Pour que la rencontre se fît, il fallut le hasard d’une lice qui tomba subitement en chasse. Elle gardait le troupeau de Chabassut. Elle attira les chiens qui gouvernaient le troupeau de Burle, ce qui mit une belle pagaille parmi les bêtes. Elles se mélangèrent par mégarde, il fallut les trier à force d’imprécations et de menaces aux chiens et de coups de fouet qu’on faisait claquer dans l’air. Quand l’ordre fut rétabli, Burle et Chabassut se rapprochèrent l’un de l’autre. On ne pouvait quand même pas se séparer sans rien se dire, d’autant que la situation méritait qu’on en parle.
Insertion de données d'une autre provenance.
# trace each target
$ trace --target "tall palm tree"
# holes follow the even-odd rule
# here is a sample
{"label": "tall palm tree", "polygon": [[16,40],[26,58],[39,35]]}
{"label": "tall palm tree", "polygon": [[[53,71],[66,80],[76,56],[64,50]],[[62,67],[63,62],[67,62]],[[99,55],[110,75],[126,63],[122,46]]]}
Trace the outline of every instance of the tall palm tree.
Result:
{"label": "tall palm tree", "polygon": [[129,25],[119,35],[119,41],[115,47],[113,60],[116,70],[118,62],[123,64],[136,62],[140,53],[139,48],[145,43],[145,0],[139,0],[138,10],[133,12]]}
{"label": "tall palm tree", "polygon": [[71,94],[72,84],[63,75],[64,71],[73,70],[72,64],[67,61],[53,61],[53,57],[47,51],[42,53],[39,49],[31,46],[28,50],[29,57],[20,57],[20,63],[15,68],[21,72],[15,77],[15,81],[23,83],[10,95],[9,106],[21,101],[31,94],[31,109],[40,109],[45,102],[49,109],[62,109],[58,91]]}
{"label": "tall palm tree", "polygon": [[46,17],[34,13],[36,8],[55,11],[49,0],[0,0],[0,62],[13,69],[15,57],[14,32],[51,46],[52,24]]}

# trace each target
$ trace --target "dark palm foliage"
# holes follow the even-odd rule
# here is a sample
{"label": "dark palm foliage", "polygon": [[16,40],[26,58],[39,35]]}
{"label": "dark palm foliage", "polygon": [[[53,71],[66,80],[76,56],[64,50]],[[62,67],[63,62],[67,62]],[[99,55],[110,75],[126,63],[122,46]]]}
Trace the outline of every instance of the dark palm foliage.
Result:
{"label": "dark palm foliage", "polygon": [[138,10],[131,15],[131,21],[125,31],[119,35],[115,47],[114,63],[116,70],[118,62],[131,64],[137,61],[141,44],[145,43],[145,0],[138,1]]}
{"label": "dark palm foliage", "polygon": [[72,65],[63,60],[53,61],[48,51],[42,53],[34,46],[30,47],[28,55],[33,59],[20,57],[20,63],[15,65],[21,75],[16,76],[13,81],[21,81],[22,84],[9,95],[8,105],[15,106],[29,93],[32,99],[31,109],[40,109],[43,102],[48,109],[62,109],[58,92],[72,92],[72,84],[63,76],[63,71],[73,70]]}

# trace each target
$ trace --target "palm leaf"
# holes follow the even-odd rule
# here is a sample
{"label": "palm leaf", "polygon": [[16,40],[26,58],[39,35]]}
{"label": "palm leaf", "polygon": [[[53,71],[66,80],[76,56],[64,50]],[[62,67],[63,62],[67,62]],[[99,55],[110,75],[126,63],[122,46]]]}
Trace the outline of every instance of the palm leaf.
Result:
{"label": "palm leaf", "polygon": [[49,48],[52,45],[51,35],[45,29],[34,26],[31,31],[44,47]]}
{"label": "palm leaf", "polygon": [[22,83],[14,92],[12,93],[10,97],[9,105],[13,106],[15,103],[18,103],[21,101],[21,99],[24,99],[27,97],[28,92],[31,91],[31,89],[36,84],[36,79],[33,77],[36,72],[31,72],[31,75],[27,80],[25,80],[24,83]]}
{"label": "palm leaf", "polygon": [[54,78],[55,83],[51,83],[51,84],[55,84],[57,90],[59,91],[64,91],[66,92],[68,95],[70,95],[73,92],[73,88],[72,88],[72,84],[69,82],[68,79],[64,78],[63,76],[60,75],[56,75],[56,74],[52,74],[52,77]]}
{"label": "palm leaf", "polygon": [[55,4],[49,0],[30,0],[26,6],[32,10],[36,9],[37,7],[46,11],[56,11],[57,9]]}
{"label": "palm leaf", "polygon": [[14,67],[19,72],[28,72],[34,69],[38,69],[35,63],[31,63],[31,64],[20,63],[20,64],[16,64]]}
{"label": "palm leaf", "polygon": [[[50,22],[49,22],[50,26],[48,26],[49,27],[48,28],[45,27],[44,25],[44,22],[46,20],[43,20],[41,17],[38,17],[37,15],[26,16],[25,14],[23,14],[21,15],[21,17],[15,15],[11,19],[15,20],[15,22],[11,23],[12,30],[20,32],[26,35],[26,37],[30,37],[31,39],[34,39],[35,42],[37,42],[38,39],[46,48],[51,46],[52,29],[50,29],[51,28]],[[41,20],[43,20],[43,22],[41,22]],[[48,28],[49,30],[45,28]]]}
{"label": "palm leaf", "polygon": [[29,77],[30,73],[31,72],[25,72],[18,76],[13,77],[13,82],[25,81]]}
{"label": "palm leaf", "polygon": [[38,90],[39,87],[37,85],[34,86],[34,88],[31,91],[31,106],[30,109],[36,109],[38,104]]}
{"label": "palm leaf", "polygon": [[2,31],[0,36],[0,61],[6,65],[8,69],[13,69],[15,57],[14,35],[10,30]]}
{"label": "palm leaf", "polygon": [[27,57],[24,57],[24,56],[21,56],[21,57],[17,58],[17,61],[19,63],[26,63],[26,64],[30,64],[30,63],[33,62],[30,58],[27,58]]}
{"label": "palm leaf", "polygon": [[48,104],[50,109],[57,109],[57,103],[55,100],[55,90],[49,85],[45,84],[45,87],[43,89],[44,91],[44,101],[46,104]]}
— Alors ! Ta fille s’est fait prendre par mon fils ? commença le Florian.

— On dirait, répondit placidement le Burle.

Il s’appelait Polycarpe. Mais il était si effacé qu’on trouvait que ce prénom ne lui convenait pas et on l’appelait Burle tout court. Chabassut gardait sur le cœur qu’on n’eût même pas vu les Burle à la bénédiction nuptiale de leur fille.

— Vous auriez quand même pu venir à la noce !

— On avait honte de la voir grosse et puis on n’avait rien à se mettre. Mais on vous a envoyé quelque chose, et dans le cageot on avait mis un mot d’excuses.

— Oui, une douzaine de tommes et trois poulets rôtis ! Té diou pas !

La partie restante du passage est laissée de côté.